God's Disinclination to Destruction (Genesis 8)

 God's Disinclination to Destruction

God destroyed earth with a flood. This was not the final judgment when this earth will ‘flee’ as Revelation says.

But God spared a few. He had grace.

After the flood God immediately works on restoring it. 

A common theme we will see is that God is slow to anger and that destruction is a strange work to Him, but that restoration and creating is a much closer His heart.

Humanity is still naturally evil from his youth to the very heart.
Why do we not give Him a favor and repent from our evil ways?

[Gen 8:15-19 NKJV] 15 Then God spoke to Noah, saying, 16 "Go out of the ark, you and your wife, and your sons and your sons' wives with you. 17 "Bring out with you every living thing of all flesh that [is] with you: birds and cattle and every creeping thing that creeps on the earth, so that they may abound on the earth, and be fruitful and multiply on the earth." 18 So Noah went out, and his sons and his wife and his sons' wives with him. 19 Every animal, every creeping thing, every bird, [and] whatever creeps on the earth, according to their families, went out of the ark.
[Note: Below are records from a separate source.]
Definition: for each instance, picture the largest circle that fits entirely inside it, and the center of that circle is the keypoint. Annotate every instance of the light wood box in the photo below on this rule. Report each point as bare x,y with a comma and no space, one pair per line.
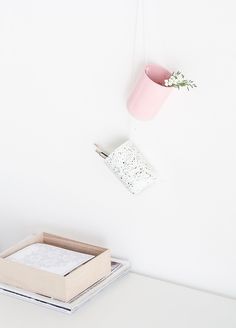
63,288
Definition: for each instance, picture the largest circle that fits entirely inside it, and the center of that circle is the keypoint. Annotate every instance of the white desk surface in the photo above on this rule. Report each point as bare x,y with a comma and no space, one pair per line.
134,301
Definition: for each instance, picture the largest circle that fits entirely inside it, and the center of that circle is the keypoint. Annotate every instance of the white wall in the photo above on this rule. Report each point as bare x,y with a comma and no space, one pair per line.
65,73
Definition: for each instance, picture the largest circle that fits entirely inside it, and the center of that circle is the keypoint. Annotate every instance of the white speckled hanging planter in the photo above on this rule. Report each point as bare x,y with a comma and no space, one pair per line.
130,167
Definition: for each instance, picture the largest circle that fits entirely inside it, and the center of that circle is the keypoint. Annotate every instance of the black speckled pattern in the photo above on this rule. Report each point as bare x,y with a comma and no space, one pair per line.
130,166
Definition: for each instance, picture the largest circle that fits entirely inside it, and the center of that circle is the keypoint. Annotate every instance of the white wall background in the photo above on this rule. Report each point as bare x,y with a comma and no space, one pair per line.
65,73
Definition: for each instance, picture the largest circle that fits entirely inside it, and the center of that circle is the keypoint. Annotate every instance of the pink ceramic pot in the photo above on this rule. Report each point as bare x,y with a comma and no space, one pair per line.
149,93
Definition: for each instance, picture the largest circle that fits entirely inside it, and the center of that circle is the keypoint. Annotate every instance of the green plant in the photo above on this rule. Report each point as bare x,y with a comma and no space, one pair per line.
177,80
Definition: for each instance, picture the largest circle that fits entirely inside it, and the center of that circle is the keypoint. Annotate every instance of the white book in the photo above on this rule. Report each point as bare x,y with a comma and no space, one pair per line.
118,269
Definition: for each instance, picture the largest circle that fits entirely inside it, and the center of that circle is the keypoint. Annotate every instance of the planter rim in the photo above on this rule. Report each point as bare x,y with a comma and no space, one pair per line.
154,82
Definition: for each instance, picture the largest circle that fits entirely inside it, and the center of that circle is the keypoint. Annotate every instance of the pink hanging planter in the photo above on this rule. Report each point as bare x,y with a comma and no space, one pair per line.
149,93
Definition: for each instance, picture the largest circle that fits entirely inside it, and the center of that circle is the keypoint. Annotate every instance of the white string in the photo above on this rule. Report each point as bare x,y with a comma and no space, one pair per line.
139,34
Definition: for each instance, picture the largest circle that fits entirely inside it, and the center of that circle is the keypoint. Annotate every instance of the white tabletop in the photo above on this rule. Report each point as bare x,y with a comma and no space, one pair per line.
133,301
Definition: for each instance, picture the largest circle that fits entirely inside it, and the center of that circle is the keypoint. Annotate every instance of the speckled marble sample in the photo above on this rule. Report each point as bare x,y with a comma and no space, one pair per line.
50,258
130,166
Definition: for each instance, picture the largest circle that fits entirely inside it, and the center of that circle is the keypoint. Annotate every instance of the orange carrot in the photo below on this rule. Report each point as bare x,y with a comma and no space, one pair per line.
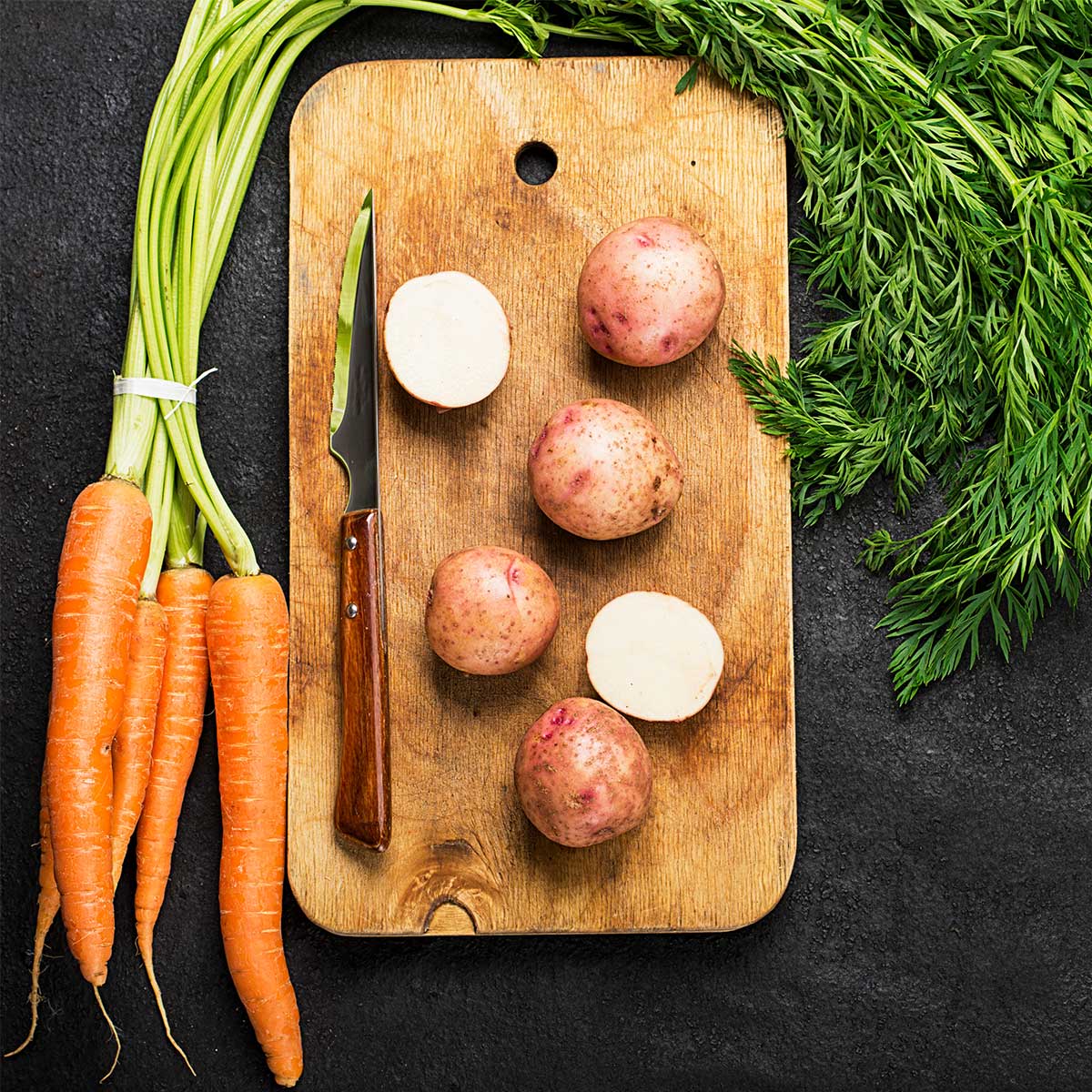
184,595
105,551
132,745
49,902
248,654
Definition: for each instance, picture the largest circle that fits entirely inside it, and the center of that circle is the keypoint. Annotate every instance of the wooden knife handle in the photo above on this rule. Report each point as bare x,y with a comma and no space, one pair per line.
363,808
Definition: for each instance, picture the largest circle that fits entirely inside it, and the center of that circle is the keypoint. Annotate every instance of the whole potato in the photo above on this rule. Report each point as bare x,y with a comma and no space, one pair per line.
649,293
582,774
490,611
602,470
Thus the earth gets repopulated. He works on restoring right after destruction.

But it doesn't end there.

Not only does God restore, but He also shows His disinclination to destroy. He did not like to destroy the world with a flood.
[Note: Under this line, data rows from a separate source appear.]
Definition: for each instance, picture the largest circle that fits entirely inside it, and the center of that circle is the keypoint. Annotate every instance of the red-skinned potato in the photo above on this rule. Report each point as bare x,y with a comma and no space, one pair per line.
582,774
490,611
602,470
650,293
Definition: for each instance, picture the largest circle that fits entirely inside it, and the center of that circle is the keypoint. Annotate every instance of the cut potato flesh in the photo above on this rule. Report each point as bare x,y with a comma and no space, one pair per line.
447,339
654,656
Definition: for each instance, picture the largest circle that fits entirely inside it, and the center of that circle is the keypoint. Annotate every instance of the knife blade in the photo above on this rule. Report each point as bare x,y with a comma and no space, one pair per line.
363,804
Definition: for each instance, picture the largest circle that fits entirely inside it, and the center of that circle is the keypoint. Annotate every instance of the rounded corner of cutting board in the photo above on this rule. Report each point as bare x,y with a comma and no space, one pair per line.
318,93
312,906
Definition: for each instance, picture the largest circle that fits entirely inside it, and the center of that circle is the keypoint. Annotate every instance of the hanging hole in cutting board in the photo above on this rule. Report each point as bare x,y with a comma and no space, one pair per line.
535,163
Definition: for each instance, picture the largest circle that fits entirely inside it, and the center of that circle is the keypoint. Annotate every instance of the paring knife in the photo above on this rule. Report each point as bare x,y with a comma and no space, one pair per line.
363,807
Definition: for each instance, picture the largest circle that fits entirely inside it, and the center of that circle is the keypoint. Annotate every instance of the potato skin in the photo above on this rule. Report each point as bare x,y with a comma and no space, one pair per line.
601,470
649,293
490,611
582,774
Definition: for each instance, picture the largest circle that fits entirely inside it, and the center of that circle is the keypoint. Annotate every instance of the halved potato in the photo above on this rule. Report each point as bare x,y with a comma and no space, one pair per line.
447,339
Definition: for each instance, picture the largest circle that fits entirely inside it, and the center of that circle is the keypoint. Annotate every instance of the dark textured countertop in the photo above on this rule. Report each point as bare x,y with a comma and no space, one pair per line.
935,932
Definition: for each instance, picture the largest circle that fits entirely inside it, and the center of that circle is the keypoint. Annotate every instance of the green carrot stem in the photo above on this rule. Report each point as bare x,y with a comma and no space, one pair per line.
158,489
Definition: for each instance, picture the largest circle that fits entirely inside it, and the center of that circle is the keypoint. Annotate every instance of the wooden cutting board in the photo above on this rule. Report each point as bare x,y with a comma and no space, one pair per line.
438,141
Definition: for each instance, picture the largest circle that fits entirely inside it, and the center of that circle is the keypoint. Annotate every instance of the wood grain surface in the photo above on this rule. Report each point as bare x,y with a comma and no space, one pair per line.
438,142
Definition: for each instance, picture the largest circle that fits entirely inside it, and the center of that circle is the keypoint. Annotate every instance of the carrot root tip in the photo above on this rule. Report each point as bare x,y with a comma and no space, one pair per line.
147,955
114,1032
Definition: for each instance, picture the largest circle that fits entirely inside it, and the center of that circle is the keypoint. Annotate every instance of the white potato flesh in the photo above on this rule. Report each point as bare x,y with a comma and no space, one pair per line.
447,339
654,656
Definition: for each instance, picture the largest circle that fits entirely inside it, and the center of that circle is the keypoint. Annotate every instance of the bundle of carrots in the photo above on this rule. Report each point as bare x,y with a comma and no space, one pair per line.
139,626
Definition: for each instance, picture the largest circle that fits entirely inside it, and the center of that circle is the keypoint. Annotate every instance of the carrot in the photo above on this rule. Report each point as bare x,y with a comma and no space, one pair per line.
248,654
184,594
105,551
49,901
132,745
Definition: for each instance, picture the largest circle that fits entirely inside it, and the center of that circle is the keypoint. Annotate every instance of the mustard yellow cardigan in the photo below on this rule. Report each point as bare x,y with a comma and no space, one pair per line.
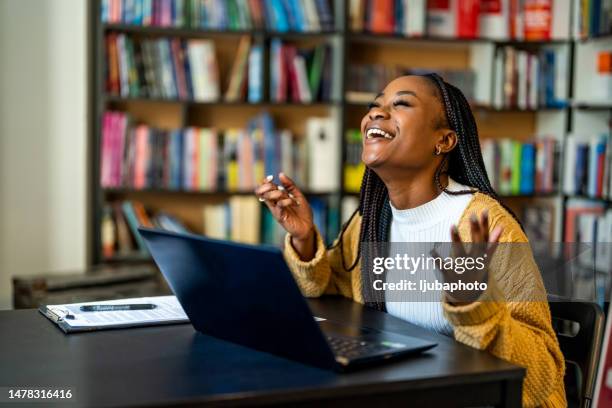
517,331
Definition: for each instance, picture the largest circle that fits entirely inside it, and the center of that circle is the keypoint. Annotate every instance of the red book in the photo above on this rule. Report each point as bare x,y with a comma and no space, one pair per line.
141,157
381,12
513,19
256,13
179,67
294,90
538,19
467,18
112,79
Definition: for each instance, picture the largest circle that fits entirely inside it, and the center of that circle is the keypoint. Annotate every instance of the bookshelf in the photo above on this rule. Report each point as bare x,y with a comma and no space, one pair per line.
348,49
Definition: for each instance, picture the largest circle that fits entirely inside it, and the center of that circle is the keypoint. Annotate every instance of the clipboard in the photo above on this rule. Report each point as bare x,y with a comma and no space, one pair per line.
169,311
And when Noah made sacrifices to Him with a heart of faith it moved God to make this decision as a response to His sacrifices that seemed to have given Him room to express this. In Genesis 7 He already expressed the will to establish the covenant He made in Genesis 9 which says He would never destroy the world with a flood again. But in Genesis 8 it are the sacrifices that Noah made that made an occasion for this:


[Gen 8:20-22 NKJV] 20 Then Noah built an altar to the LORD, and took of every clean animal and of every clean bird, and offered burnt offerings on the altar. 21 And the LORD smelled a soothing aroma. Then the LORD said in His heart, "I will never again curse the ground for man's sake, although the imagination of man's heart [is] evil from his youth; nor will I again destroy every living thing as I have done. 22 "While the earth remains, Seedtime and harvest, Cold and heat, Winter and summer, And day and night Shall not cease."


God loves order, restoring, creating and persevering. The way He phrases this shows His disinclination to destroy.

The normal cycles of earth would remain and He would not destroy the world in this way again.

Genesis 9 elaborates and specifies:


[Gen 9:11 NKJV] 11 "Thus I establish My covenant with you: Never again shall all flesh be cut off by the waters of the flood; never again shall there be a flood to destroy the earth."

Never again, the Lord said in His heart, although the imagination of man’s heart is evil from his youth.


Such strong language shows His disinclination to destroy.

It sure did not have to do with a change of heart in humanity.

But God still shows a disinclination towards this kind of destruction anyway.

He is still the same. In these thousands of years the earth has not been destroyed in such a global way as was then the case. No flood had come.

It is in His character to restore, create and preserve.

Why would we think He wants us destroyed?